Bir
yolcu uçağı dışarıdan bakıldığında hiçbir ciddi sebep olmaksızın düştü ve içindeki yolcuların ve uçuş ekibinin hepsi öldü.
Dışarıdan bakıldığında hiçbir ciddi sebep görünmüyor. Çünkü, son bilgiler uçağın inişe geçtiği ve pisti gördüğü sırada radardan kaybolduğunu söylüyor.
Olay yerinde incelemelerde bulunan
Isparta Valisi'nin açıklamaları da şüphe uyandırıcı. Vali Ş e m s e t i n Uzun diyor ki, "O
bölge uçağın geçiş noktası değil,
uçak o noktaya nasıl düştü anlamak mümkün değil"
Şimdi... Bu tür
şüpheli durumlarda uçakta kimler vardı, acaba bir
sabotaj söz konusu mu gibi soruları sormak ve şüpheler üzerinde yoğunlaşmak gerekir. Ta ki, gerçek ortaya çıkana kadar!
Peki uçakta kimler vardı?
Uçakta bazı bilimadamları ve diğer sade vatandaşlarımız vardı.
Bilimadamları Isparta'daki bir bilimsel konferansa gidiyorlardı.

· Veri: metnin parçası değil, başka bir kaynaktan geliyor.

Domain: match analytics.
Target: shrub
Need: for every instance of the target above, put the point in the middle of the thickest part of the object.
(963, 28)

Boğaziçi Üniversitesi Öğretim üyesi Prof. Dr. Engin Arık da uçaktaydı. Prof. Arık
Türkiye'de
toryum rezervleri üzerinde yaptığı çarpıcı çalışmalar ve açıklamalarla biliniyordu. Ve tabii ki Engin Arık Toryum rezervlerimizin Türkiye'nin enerji bağımsızlığını sağlayabileceğini ileri sürüyordu. Ve kurulması düşünülen
nükleer santrallerin toryumlu nükleer santral olması gerektiğini ifade ediyordu!

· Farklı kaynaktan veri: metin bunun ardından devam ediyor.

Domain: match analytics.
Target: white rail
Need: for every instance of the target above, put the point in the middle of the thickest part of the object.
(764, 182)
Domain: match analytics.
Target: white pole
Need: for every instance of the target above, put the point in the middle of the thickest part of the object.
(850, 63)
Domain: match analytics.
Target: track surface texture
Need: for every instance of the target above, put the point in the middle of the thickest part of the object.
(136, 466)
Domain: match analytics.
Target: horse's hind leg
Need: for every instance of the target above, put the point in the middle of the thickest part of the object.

Nükleer santral sahibi olmanın eşiğinde olan Türkiye için oldukça dikkat
çekici bir
tartışma konusu...
Nükleer santral yapımında
uranyum yerine toryum kullanılabiliyor.
Ve toryum için 21. yüzyılın en stratejik maddesi gözüyle bakılıyor.

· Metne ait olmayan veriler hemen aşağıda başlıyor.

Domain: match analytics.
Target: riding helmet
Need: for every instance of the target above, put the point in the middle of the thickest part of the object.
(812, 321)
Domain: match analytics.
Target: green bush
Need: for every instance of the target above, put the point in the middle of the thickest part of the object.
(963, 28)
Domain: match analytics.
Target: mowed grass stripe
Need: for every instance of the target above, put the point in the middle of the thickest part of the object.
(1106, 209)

Türkiye de bu maden bakımından oldukça zengin. Ülkemiz toryum açısından dünyada ikinci büyük rezerve sahip
ülke.
Ülkesinde hiç toryum rezervi olmayan
Japonya gibi ülkeler bile toryumlu
nükleer enerji santralleri yapımına yönelik çalışmalar yaparken Türkiye bu konuda da çağın gerisinde kalmayı sürdürüyor.
Rahmetli Prof. Dr. Engin Arık'a göre Türkiye'de toryum kullanıma sokulabilirse petrol ve doğalgaza ihtiyaç kalmayacağını savunuyordu. Engin Arık Türkiye'nin sayılı toryum uzmanlarından biriydi ve hep "Servetin üstünde oturuyoruz da haberimiz yok.
Türkiye'nin sahip olduğu toryum rezervi 120 trilyon dolarlık petrole eşdeğer" derdi.
Ankara Tai'de F-16 uçaklarının yazılımlarını gerçekleştiren mühendislerin arka arkaya
intihar etmeleri, daha doğrusu 'sır' ölümleri böylesi olaylarda akla bu tür şüpleri getiriyor.
Bu sebeple, özellikle herhangi bir alanda Türkiye'ye
bağımsızlık kazandıracak proje sahibi bilimadamlarının da içinde bulunduğu "kazalar" hakkında en azından olayın sonucu kesinleşene kadar şüpheci davranmak gerektiğini düşünenlerdenim. Bu şüphecilik bize bir şey kaybettirmez, aksine kazandırır.
Kazada yakınlarını kaybeden herkesin başı sağolsun.